Ces enjeux nouveaux du dépistage et du traitement n’en sont qu’à leurs balbutiements. Leurs déclinaisons concrètes seront différentes au Nord et au Sud, et au sein même de ces grands ensembles, car elles dépendront de la capacité des différents acteurs à intégrer le changement, que ce soit pour en saisir les chances nouvelles ou en contrer les dérives possibles. Nul doute que le champ de la lutte contre le sida s’en trouvera bouleversé. À tout le moins, c’est une médicalisation encore accrue et toujours plus précoce de la vie des séropos qui s’esquisse. Plus que jamais, il leur appartiendra d’inventer la manière de s’emparer de ces moyens et savoirs nouveaux pour en faire les outils de leur autonomie.

Notes

[1La mesure des niveaux de cellules CD4 permet d’évaluer le niveau de dégradation de l’immunité. Plus il est élevé meilleure est l’immunité.

[2Rapport d’experts 2008 — Prise en charge médicale des personnes infectées par le VIH,sous la direction du Pr. Patrick Yeni (Flammarion).

[3Mesure du taux de réplication du virus dans le sang.

[4Environ 3 millions de personnes bénéficient d’un traitement dans le monde.

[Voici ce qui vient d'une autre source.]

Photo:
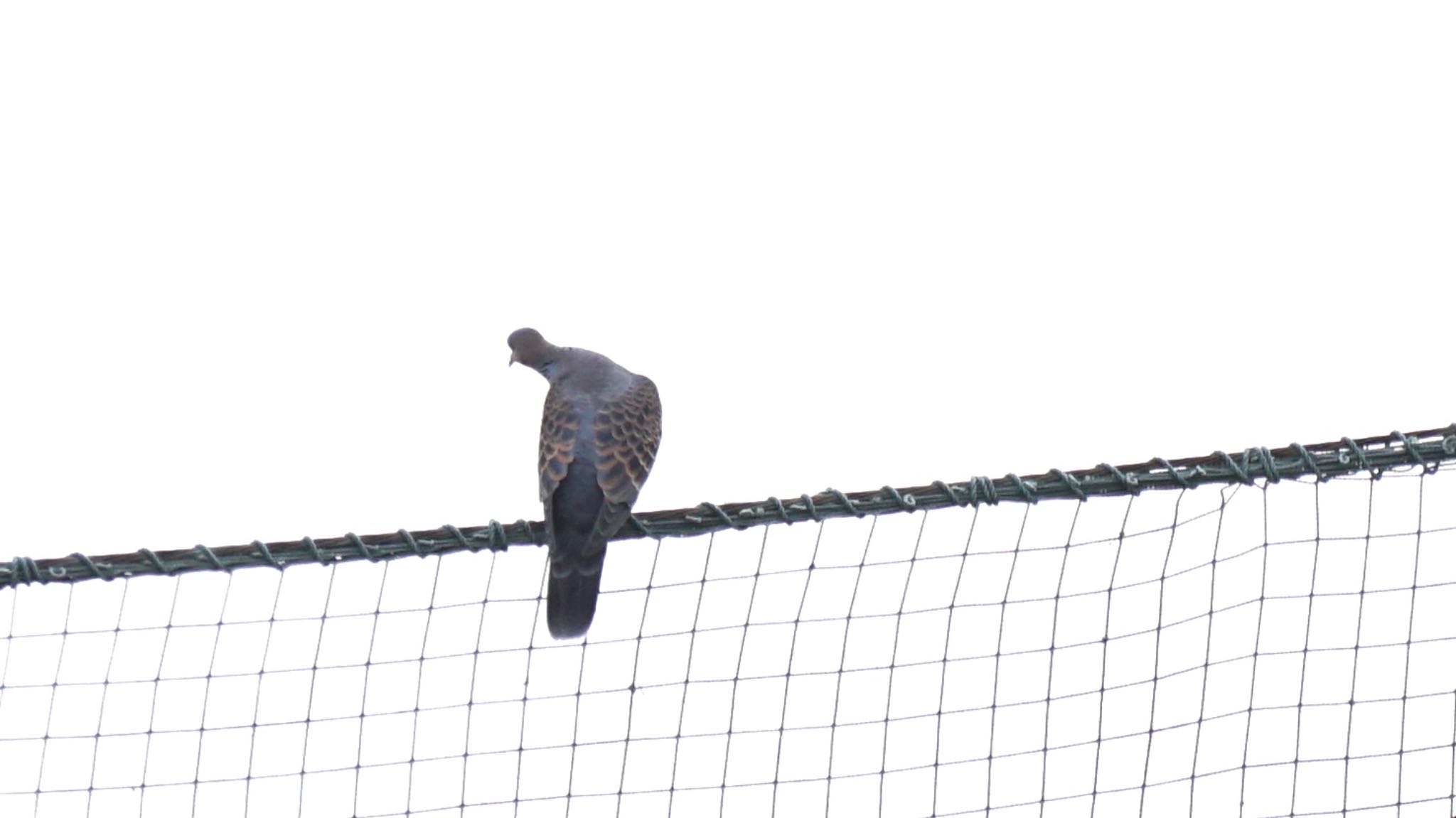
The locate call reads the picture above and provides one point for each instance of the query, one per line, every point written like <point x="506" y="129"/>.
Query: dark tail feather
<point x="571" y="601"/>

Plus de 6 millions d’autres en auraient un besoin vital urgent.

[5Rapport d’experts 2008, op. cit., pp.34-35.

[6L’abstinence ne peut être un objectif : on sait l’échec sans appel des politiques réactionnaires qui misent sur elle pour contrôler l’extension de l’épidémie. Pour autant, l’abstinence est un comportement qui existe de fait et dont l’impact sur la dynamique de l’épidémie n’est pas négligeable : l’étude VESPA, menée en France en 2003, fait apparaître qu’environ 40 % des personnes vivant avec le VIH n’ont plus de relations sexuelles. Ce chiffre traduit à la fois la peur de transmettre et l’isolement social et affectif de nombreux séropositifs.

[7C’est en ce sens qu’il faut comprendre la notion de « responsabilité partagée » souvent utilisée pour caractériser ce modèle préventif.

[8Ce n’est pas parce qu’un risque existe et qu’on le sait qu’on ne le prend pas. Ce qui décide n’est pas le risque en soi, mais la balance que chacun fait entre le risque que comporte telle action et le bénéfice attendu. Dans le domaine des pratiques sexuelles et de la prévention du sida, la fellation non protégée est un bon exemple : un risque faible, mais pas nul, et que pourtant l’immense majorité des gays ne cesse de prendre.